Team Forensisch DNA-laboratorium
'Om te beginnen worden de overtuigingsstukken – een pistool of broek, maar evengoed een sigarettenpeuk, schroevendraaier of blikje – administratief verwerkt door onze secretaresse. Daarna begint het sporenonderzoek. We zijn daarbij altijd goed ingepakt, zodat we de stukken niet contamineren met ons eigen DNA.’
‘De drie deskundigen in ons team, waaronder ikzelf, geven opdrachten aan een van de drie laboranten. Contactsporen zoeken op een mes bijvoorbeeld, of sperma in een slipje. We gebruiken ook sneltesten om te zien of een vlek bloed of ketchup is, speeksel of sperma. Bij zedenfeiten belichten we alle kleren met een speciale lamp die spermavlekken doet oplichten.’
‘Een klein stukje van het spoor gaat in een proefbuis. Daar voegen we chemische stoffen aan toe om het DNA te isoleren. Aan de hand van de PCR-techniek vermenigvuldigen we het DNA. Zo kunnen we beter de stukjes vinden die uniek zijn voor een persoon: de short tandem repeats (STR’s), plekken waar het DNA “stottert” of waar het zichzelf herhaalt.'
‘We analyseren 16 stukjes DNA. Die vergelijken we met de stalen van het slachtoffer of de verdachte. Bij een match is de kans op toeval kleiner dan 1 op de wereldbevolking. DNA heeft geen bewijskracht in België, maar speelt wel een belangrijke rol. Als het DNA van een verdachte op het moordwapen zit, zal die toch een goede uitleg moeten hebben.’

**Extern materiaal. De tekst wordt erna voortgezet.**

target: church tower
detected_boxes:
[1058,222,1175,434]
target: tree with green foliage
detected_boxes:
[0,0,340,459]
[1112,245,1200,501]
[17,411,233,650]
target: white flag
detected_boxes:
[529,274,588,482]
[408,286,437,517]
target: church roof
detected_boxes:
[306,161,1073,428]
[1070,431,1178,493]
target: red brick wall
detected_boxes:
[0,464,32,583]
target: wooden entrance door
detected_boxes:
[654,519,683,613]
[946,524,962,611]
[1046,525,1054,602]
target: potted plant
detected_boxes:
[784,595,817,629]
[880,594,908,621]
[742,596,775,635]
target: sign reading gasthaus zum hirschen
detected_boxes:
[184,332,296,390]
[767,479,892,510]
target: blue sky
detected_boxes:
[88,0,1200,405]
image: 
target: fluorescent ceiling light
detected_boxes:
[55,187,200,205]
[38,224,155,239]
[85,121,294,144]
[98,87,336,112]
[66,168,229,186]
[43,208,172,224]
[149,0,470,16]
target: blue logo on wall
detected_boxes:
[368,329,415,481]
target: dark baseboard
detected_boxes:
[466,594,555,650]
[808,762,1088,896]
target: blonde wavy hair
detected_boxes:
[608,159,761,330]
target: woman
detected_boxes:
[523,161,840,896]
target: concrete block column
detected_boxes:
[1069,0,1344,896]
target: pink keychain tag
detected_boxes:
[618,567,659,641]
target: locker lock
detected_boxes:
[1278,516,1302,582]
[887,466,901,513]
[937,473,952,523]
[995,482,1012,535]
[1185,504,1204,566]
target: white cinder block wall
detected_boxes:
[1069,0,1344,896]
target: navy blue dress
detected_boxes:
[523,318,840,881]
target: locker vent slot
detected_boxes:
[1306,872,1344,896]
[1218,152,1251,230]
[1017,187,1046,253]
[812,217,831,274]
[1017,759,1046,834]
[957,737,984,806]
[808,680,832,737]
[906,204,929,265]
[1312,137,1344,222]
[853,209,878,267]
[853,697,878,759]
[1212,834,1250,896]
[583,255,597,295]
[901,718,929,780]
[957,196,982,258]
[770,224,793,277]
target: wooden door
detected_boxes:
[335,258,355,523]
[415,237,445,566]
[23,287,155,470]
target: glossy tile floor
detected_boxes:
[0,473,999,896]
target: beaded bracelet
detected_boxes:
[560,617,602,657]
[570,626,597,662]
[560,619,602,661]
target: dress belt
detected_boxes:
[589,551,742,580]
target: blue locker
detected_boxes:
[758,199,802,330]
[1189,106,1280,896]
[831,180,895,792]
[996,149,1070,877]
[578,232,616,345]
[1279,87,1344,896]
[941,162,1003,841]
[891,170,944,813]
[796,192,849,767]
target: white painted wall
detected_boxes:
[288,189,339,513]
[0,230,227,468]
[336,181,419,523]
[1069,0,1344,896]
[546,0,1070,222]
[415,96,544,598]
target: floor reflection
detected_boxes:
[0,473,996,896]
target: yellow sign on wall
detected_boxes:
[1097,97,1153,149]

‘Ons lab, dat deel maakt uitmaakt van het Centrum voor Gerechtelijke Geneeskunde, werkt nauw samen met de wetsartsen. Zij voeren autopsies uit en brengen de overtuigingsstukken, wissers van de hals bij een wurging bijvoorbeeld, naar hier. Zo proberen we het verhaal vanuit het oogpunt van de slachtoffers te vertellen, ook als ze al overleden zijn.’
‘Naast DNA-analyse doen we verwantschapsonderzoek. Meestal gaat het om vaderschapstesten. We nemen wat wangslijmvlies af bij de betrokken personen en vergelijken het DNA. Ooit hebben we een zaak onderzocht van een man die kinderen had bij twee vrouwen. Ze wisten niets van elkaars bestaan af tot hij plots overleed. Ja, in ons lab zien we het leven in al zijn facetten passeren.’